Radolfzell – The international foundation EuroNatur and Romanian environmental protection organisation Agent Green welcome the decision by the World Heritage Committee to inscribe 63  primeval and ancient beech forests and forest clusters to the UNESCO World Heritage List. This decision acknowledges the “outstanding universal value” of (endemic) European beech forests as a unique natural phenomenon, how a single tree species can shape large parts of a whole continent. The newly inscribed forest areas include the first ever Natural Heritage Areas of Austria – Wilderness Dürrenstein and Kalkalpen national park. In Romania paradise forests such the EU’s largest primeval beech forest of Nera Springs reserve (Semenic national park), parts of Domogled and Cozia national parks as well as Sinca and Slatioara secular forests in Romania are now certified by the World Heritage Committee.

“This is a historic move. Never before have so many different components, involving 10 nations, been inscribed to the World Heritage list. This is also a big step forward for international cooperation in nature conservation. And it is a strong signal for protection of Europe’s last primeval forests. Hopefully this decision leads to a turbo boost for forest conservation efforts all over Europe,” Gabriel Schwaderer, executive director of EuroNatur Foundation stated.

Improved forest protection is desperately needed, because ancient and primeval forests are under ongoing threat by logging in numerous European countries due to bioenergy and timber demand. In particular in Romania primeval forests are still being destroyed on a grand scale. The World Heritage list only considers areas with established protection status. But ten of thousands hectares of primeval forests in Romania do not yet have sufficient protection. “Romania must take protection of primeval forests in both state and private property seriously. The recent push by the new Government to dismantle its own forest protection laws is very much worrying. Logging of paradise forests in the surrounding of the new UNESCO World Heritage Areas must be halted immediately. IUCN explicitly filed critique about weak protection in some buffer zones of the designated World Heritage areas. Just outside the Sinca secular forest World Heritage Area, logging in primary forests, which are identical to the forest inside the reserve, continues. We call on the new Romanian Government to speed up and finalise the population of the ‘National Catalogue of Virgin Forests’ and ensure full law enforcement,” Gabriel Paun, president of Agent Green, said. 

Romania hosts the largest remains of primeval and ancient forests of Europe. Nera Springs virgin forest (Semenic national park) is the biggest untouched forest stand of the EU (except Scandinavia).  The world is currently looking at the disastrous logging and the deliberate destruction of precious forest stands in the buffer zone of the Bialowieza national park and UNESCO area. The strict core zone of the park protects the biggest lowland primeval forest  of Europa. The tragic and stubborn logging campaign by the Polish Government is a provocation and negative prejudice for environmental protection in all Europe. Thus it needs to be stopped now.
However, almost out of sight, in Romania primeval forest is vanishing day by day on a much larger scale. Only international attention and decisive action can stop that ongoing environmental disaster in Europe.

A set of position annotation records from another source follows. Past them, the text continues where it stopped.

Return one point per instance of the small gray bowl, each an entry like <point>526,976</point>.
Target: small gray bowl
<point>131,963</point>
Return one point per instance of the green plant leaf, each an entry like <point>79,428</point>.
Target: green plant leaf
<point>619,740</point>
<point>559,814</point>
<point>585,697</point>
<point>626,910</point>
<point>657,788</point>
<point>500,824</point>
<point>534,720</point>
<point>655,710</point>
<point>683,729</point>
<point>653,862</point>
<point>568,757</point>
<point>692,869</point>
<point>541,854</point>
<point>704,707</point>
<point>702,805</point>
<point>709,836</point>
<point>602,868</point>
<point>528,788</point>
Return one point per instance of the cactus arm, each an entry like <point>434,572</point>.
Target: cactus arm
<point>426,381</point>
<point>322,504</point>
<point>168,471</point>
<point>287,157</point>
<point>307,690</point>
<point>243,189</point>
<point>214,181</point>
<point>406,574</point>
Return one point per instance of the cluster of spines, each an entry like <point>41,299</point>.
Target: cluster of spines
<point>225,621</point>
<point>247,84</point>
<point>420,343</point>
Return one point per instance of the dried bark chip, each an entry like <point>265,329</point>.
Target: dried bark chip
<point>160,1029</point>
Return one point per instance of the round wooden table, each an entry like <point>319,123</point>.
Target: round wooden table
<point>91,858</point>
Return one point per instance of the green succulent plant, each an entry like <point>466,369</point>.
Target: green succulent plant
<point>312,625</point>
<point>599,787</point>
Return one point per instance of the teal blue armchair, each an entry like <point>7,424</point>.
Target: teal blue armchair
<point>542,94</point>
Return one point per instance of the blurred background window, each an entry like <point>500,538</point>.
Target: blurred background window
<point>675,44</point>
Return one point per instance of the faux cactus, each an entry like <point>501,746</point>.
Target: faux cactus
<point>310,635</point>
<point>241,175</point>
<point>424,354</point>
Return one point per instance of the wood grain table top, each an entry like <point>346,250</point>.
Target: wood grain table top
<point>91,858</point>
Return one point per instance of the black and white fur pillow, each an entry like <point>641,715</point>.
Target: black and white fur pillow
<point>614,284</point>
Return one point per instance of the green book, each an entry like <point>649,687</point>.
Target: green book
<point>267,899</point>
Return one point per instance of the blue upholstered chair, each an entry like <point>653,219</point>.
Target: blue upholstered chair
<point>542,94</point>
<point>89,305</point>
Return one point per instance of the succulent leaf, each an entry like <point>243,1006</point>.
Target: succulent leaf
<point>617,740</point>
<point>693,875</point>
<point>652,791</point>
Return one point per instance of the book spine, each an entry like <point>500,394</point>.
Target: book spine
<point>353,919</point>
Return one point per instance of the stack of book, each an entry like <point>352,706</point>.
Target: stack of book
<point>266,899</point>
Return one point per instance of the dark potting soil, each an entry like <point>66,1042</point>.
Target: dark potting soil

Sinca secular forest is part of the new World Heritage inscription. However, logging in surrounding primeval forests continues. EuroNatur and Agent Green call on the Romanian Government to take protection of primeval forests seriously.
Brutal logging of primeval beech-fir forest less than 500 meters upstream of the designated UNESCO site Sinca secular forest.
Majestic primeval beech forest in upper Stramba valley, close to the UNESCO listed Sinca secular forest (photography taken in July 2016). This paradise forest stand is not existing any more, it was logged (“thinned”) recently, despite NGO-complaints calling on authorities and the Government.
Heavy logging in the heart of Domogled national park, also at the borders of the new UNESCO World Heritage Area “Iauna Craiove”. The images (screenshot from Governmental website “Forest Inspector”) shows the number plates of trucks transporting the timber out of the valley. The logged forest is largely identical with the primeval stands inside the reserve. In Domogled national park huge areas of paradise forests are not included in the strictly protected zone.